I see a strong connection between the two generations of Brubeck. They both swam against the tide in a socially and politically unstable world. For Dave it was the Cold War period and for Darius it was apartheid.
The link between is that when in 1958 the Dave Brubeck Quartet was asked by the US State Department to go on a government sponsored jazz tour through Eastern Europe and the Middle-East. They were sent in order to capture the hearts of neighbouring countries of the Soviet Union. Cultural warfare simply was cheaper than military warfare. Not only does 10-year-old Darius perform in Poland in front of an audience for the first time in his life, he becomes aware of the major role that jazz can play in the world. Darius was only allowed to miss school as long as he kept a diary and recorded his experiences. In this illustrated diary he described how Poland looked in 1958. It was a satellite state of the Soviet Union and until Stalin’s death in March 1953, playing jazz was prohibited. For musicians to play what they wanted freely, they had to play jazz in ‘illegal’ jazz clubs, called “catacombs”.
Now in South Africa, jazz wasn't really forbidden, however in certain places mixed jazz bands were. Black musicians sometimes had to play behind the curtain and were often not allowed to eat in the places they played at. Clubs such as The Moon in Durban and The Rainbow Restaurant in Pinetown ignored those rules and were venues for everyone. You can see a parallel and, in a way, view them as the “catacombs” of South Africa.
I want to link Dave Brubeck's 1958 Jazz Ambassadors tour in Poland with the time Darius and Cathy spent in South Africa because it clearly had a strong impact on Darius. Dave, his greatest teacher, undoubtedly played a major role and has had a major effect on how Darius sees the world. Darius' life in South Africa was a lifetime in the making.
Darius did something that seemed essential at the time. He formed multi-racial student ensembles and encouraged students to focus on what really mattered for them, music. Ensembles such as The Jazzanians, The NU Jazz Connection and other bands like the Afro Cool Concept eventually toured internationally.
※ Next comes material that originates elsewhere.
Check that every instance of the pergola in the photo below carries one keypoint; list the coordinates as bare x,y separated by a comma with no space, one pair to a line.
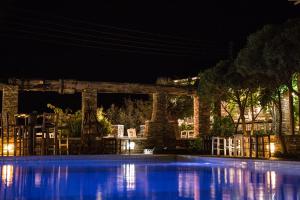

Following the international, televised success of the Jazzanians, Darius and Cathy were able to found the Centre for Jazz and Popular Music on the university campus. A home for musicians to practice their craft and which served as a venue where funds were raised for students who couldn’t afford to pay the fees. Darius taught numerous South Africans across the country and many of them now have their own successful careers in the music industry and in education.
2020 was supposed to be a celebratory year for the Brubecks, which would’ve been Dave Brubeck’s centennial. The COVID-19 pandemic has cancelled most of the performances and even worse, Darius was hospitalised with the coronavirus. I was afraid that we would lose him before he could see the finished product. Thankfully he survived and has recovered from this.
In 2020 the world also witnessed the inhumane death of George Floyd and a global march against racism by the Black Lives Matter movement, which has exposed once more the racial inequality in many parts of the world, making a unifying documentary like Playing the Changes ever so urgent.